Lynn Mueller is CEO of SHARC Energy Systems in Port Coquitlam, B.C., which manufactures wastewater energy transfer (WET) systems that extract and reuse heat and help reduce carbon emissions. The company recently announced the provision of five systems to Vancouver’s False Creek Neighbourhood Energy Utility, roughly tripling its capacity from 3.2 to 9.8 MW, making it the largest WET project in North America upon completion this year.

What’s the history of recovering heat from wastewater?

It has been used in Europe with lowtech, low-yield applications, where they put heat exchangers in the bottom of sewer lines. That’s fine in cities where ancient sewers have cathedral-style ceilings, but here in North America, as a rule, people aren’t allowed to put things in sewer systems!

There have also been WET technologies in Asia, but the equipment always had to be fixed. When we started this venture, our goal was to provide reliable systems that require minimal servicing.

What were the keys to improving the approach?

For one thing, the odour issues were unacceptable. Our systems would have to be hermetically sealed. In False Creek, for example, we were not involved in the first stage of the utility’s heat-recovery system, which used to smell.

Another key is collecting data for predictive monitoring purposes. If a unit detects a problem coming, it can email a service person to come fix it. That notion came from the Microsoft Innovation Hub, which taught us that data is more valuable than hardware. We’ve embraced that idea with intelligent units and 24-7 cloud-based monitoring. Every system around the world reports back to us.

And another was high capacity for big cities. All of the sewers in downtown Vancouver feed into the pumping station under the Cambie Street bridge in False Creek; 200 million gallons a day pass through there. We take just a little of that heat and it’s enough for 22 million square feet of apartments!

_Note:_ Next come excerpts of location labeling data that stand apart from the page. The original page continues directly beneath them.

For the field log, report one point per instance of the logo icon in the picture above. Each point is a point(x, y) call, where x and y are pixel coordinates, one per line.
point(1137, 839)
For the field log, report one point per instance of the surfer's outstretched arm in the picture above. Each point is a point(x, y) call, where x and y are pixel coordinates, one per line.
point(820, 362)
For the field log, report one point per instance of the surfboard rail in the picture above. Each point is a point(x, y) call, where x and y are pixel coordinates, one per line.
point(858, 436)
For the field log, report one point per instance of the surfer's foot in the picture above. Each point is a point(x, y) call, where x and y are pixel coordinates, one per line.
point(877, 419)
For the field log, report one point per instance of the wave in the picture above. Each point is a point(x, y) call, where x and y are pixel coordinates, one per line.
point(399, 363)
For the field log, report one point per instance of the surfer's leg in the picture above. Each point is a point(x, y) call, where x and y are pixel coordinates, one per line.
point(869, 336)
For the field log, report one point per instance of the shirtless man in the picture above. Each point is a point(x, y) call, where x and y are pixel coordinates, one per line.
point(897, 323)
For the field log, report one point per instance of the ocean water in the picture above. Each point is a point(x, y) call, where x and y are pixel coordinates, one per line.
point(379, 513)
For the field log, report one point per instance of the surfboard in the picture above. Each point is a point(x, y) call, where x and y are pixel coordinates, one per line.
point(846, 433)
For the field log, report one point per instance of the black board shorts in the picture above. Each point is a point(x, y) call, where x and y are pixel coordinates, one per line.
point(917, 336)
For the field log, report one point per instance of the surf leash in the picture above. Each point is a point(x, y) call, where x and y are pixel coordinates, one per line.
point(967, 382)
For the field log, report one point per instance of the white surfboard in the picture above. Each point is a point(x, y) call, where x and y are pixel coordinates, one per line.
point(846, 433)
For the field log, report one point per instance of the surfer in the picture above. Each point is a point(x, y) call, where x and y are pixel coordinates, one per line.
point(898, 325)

That station has been our proving ground. I’m beholden to the city because they let us test technology close to home, which helped us develop systems that can work reliably anywhere in the world. And now everybody is developing WET and every city has it on their list of things they want to investigate doing.

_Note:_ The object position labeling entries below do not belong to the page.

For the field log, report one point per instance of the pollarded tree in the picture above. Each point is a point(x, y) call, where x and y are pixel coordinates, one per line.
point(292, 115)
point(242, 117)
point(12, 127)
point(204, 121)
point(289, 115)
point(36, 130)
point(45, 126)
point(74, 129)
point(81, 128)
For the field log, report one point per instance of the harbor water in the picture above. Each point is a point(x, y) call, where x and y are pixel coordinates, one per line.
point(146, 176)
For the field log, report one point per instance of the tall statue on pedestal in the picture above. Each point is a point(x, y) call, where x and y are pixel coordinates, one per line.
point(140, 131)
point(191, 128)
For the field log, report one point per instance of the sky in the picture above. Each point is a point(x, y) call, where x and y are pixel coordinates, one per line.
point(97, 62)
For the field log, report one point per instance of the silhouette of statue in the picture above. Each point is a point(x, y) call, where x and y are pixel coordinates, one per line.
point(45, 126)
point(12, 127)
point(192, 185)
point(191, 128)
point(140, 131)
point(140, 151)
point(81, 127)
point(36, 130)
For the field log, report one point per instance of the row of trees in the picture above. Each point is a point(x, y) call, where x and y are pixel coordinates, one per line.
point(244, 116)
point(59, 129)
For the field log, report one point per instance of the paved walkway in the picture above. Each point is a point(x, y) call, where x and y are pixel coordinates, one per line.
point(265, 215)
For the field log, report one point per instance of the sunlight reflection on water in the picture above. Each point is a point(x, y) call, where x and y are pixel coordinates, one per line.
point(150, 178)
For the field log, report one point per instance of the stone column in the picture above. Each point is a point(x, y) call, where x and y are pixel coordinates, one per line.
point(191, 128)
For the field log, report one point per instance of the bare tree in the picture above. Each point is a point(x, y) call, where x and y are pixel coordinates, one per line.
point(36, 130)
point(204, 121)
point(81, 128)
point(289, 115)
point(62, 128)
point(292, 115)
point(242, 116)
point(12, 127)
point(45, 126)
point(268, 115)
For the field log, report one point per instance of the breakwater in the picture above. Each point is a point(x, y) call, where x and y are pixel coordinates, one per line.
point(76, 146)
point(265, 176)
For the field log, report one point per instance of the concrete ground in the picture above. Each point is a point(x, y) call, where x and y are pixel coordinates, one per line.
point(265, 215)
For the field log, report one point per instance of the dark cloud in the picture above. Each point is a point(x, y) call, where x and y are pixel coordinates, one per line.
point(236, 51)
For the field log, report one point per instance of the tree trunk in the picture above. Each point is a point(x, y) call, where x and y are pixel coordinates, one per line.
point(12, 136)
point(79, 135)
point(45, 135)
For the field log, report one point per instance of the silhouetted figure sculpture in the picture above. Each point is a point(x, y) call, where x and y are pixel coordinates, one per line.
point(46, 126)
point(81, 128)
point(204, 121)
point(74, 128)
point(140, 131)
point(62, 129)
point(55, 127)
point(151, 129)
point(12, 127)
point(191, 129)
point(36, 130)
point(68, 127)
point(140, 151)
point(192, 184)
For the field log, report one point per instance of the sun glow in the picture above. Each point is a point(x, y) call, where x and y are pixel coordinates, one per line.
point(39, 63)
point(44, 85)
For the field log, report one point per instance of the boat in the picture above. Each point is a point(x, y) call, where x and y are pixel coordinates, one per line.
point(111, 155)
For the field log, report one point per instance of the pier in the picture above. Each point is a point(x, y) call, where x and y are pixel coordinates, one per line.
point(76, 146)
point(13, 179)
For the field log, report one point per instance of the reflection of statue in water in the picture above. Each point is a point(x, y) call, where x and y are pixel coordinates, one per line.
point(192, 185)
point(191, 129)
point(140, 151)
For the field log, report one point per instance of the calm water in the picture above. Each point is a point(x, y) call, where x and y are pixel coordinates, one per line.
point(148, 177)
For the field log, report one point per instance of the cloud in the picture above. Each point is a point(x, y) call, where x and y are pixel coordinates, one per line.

How are you working with engineers?

We recently teamed with Salas O’Brien, a firm with offices across Canada and the U.S., to deliver WET systems to their customers, with their expertise. Their engineers can now do WET designs very quickly for big projects and we are getting a lot of jobs coming in we never heard of before.

That said, we are 'engineer-agnostic.' We know engineers like to put their own stamp on projects and they can really make this system do whatever they want, with an energy source they’ll never run out of, for all sorts of buildings—with the notable exception of office-only buildings, which just don’t use enough water unless they tap into a nearby sewer line.

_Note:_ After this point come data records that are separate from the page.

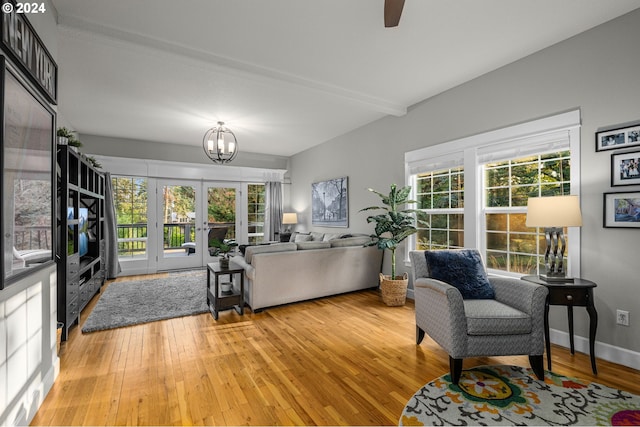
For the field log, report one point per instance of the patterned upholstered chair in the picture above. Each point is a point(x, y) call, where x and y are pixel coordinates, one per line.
point(509, 322)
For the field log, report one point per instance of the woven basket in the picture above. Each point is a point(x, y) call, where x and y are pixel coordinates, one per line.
point(394, 291)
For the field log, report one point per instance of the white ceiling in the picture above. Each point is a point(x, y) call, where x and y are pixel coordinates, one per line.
point(286, 75)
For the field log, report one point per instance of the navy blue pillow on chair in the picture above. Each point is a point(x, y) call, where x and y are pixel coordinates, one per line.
point(463, 269)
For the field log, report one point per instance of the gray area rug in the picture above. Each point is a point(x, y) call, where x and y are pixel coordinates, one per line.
point(142, 301)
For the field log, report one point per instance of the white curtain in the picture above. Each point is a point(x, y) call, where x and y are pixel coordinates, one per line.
point(273, 210)
point(111, 231)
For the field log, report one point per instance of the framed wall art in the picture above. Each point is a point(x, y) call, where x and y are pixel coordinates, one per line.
point(618, 138)
point(625, 168)
point(622, 210)
point(330, 203)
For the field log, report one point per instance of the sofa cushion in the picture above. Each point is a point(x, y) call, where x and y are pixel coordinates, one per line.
point(491, 317)
point(350, 241)
point(331, 236)
point(313, 245)
point(302, 238)
point(463, 269)
point(317, 236)
point(276, 247)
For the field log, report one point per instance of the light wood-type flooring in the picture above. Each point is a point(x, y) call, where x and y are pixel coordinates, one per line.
point(344, 360)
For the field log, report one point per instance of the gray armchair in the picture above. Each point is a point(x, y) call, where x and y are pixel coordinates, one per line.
point(510, 324)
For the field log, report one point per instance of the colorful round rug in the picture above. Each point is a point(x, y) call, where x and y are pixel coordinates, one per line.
point(512, 395)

As the world trends toward ‘green energy,’ WET is about as green as you can get. Sewage flows are ubiquitous and continuous. You can tap anywhere into a line and you’ve got a renewable source of recyclable energy, available at about 70 F. And as rules tighten to get buildings off of natural gas, we’ll continue to get busier.

What’s next?

We want to develop a solar-powered hot water system for single-family homes, where sewage heat recovery would be driven by solar energy stored in phase-change material, so as to take hot water completely off the grid. That’s the next frontier. We’ve built some prototypes, but the battery technology still needs to improve. I think in the future, the grid will be a convenience, not a necessity.